Approximate conversions

  • 1 token ≈ 4 characters in English
  • 1 token ≈ 0.75 words
  • 100 tokens ≈ 75 words
  • 1,000 tokens ≈ 750 words (roughly one page of text)
  • 100,000 tokens ≈ 75,000 words (roughly a novel)

These are approximations. The exact token count varies by model and language.

Why tokens matter

Tokens matter for three practical reasons:

1. Context window limits Every AI model has a maximum number of tokens it can process at once — its context window. If your prompt plus the AI's response exceeds the context window, information gets dropped. A 1,000,000 token context window can hold roughly 750,000 words — but that includes both your input and the AI's output.

2. Pricing AI APIs charge per token for both input (your prompt) and output (the response). Typical pricing is expressed per million tokens. For example:

  • A simple prompt with a short response might use 500 tokens total
  • Analysing a 10-page document might use 5,000 input tokens plus 1,000 output tokens
  • Processing a full codebase might use 100,000+ tokens

Understanding token pricing helps you estimate costs and optimise your AI spending.

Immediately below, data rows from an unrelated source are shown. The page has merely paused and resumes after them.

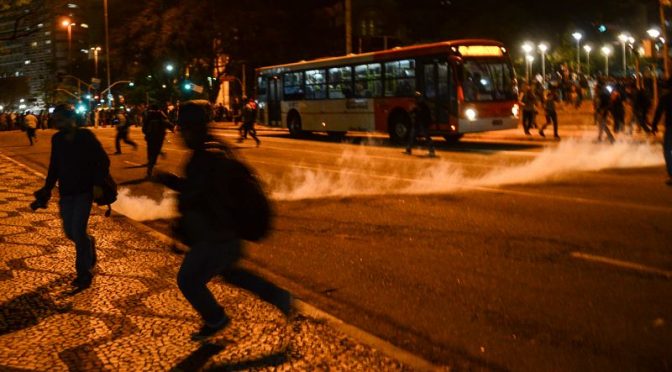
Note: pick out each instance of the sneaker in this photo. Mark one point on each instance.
(93, 249)
(208, 331)
(81, 283)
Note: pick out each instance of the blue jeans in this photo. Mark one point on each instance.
(203, 262)
(75, 211)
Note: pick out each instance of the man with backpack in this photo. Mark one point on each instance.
(220, 202)
(80, 165)
(154, 128)
(123, 126)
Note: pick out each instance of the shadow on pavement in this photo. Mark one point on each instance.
(30, 308)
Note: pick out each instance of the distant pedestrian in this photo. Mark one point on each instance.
(154, 126)
(206, 224)
(665, 107)
(602, 107)
(421, 119)
(529, 102)
(79, 164)
(249, 116)
(551, 115)
(30, 122)
(123, 127)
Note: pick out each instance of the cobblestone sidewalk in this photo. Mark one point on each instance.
(133, 317)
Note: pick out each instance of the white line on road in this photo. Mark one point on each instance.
(622, 264)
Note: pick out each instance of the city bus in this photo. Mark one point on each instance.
(469, 85)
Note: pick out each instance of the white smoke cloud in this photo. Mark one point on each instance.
(357, 173)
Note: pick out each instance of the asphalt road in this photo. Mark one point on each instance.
(503, 253)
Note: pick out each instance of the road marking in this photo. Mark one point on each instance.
(623, 264)
(573, 199)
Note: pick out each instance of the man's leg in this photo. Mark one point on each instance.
(200, 265)
(75, 211)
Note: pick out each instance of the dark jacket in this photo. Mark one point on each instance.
(202, 202)
(78, 162)
(155, 123)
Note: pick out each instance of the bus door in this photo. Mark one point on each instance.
(436, 83)
(274, 111)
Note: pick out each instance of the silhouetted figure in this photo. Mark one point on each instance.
(207, 224)
(421, 118)
(154, 128)
(249, 116)
(665, 107)
(123, 127)
(79, 164)
(30, 122)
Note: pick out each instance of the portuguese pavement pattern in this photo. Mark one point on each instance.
(134, 318)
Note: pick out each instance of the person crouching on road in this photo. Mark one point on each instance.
(79, 163)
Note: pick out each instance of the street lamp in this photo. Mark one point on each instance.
(578, 36)
(529, 58)
(543, 47)
(606, 50)
(95, 51)
(624, 39)
(67, 23)
(588, 49)
(527, 48)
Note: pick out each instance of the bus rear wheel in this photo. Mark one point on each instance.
(400, 127)
(294, 126)
(453, 138)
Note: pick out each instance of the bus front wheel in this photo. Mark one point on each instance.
(400, 128)
(294, 126)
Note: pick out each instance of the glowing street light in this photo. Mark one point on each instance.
(606, 51)
(543, 47)
(529, 58)
(578, 36)
(588, 49)
(624, 39)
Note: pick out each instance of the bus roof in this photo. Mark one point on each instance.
(398, 52)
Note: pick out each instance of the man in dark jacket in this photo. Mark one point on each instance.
(154, 128)
(421, 117)
(206, 225)
(79, 163)
(665, 107)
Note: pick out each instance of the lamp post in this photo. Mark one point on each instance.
(67, 23)
(606, 50)
(578, 36)
(95, 51)
(527, 48)
(543, 47)
(588, 49)
(529, 58)
(623, 38)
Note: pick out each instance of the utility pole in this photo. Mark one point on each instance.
(663, 31)
(348, 26)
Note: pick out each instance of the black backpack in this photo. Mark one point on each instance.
(246, 199)
(109, 195)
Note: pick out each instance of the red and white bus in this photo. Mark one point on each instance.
(469, 85)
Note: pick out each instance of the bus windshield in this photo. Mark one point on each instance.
(487, 80)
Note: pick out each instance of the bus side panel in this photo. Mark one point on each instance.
(339, 115)
(383, 107)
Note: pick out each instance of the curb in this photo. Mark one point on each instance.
(301, 307)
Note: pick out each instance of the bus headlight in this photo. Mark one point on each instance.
(470, 114)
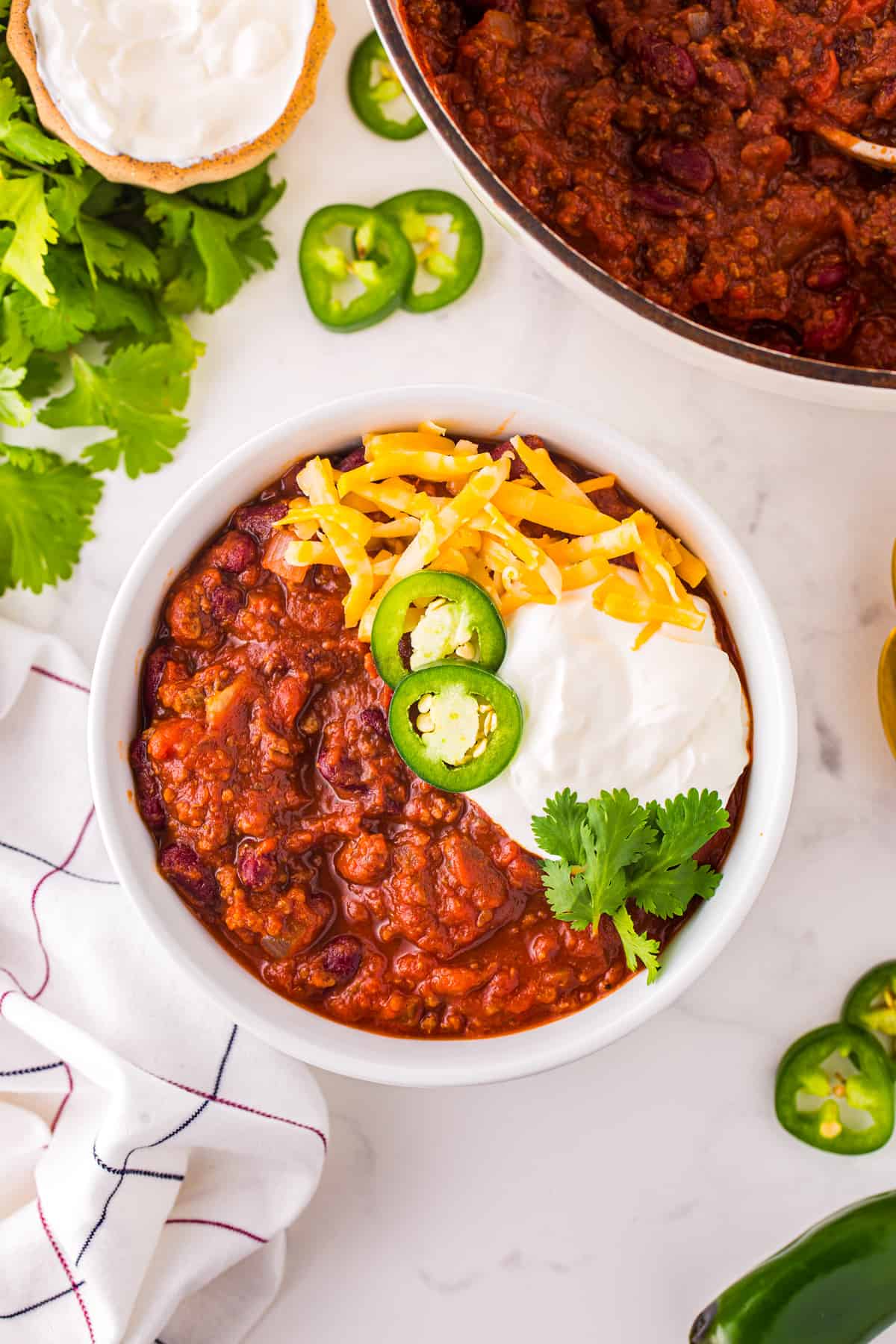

3. Speed More tokens = more processing time. Longer prompts take longer to process, and longer responses take longer to generate. Each output token must be generated sequentially, so a 2,000-word response takes roughly twice as long as a 1,000-word response.

How tokenisation works

AI models do not process raw text. Before your prompt reaches the model, a tokeniser breaks it into tokens using a learned vocabulary. The tokeniser for GPT-4, for example, has about 100,000 tokens in its vocabulary.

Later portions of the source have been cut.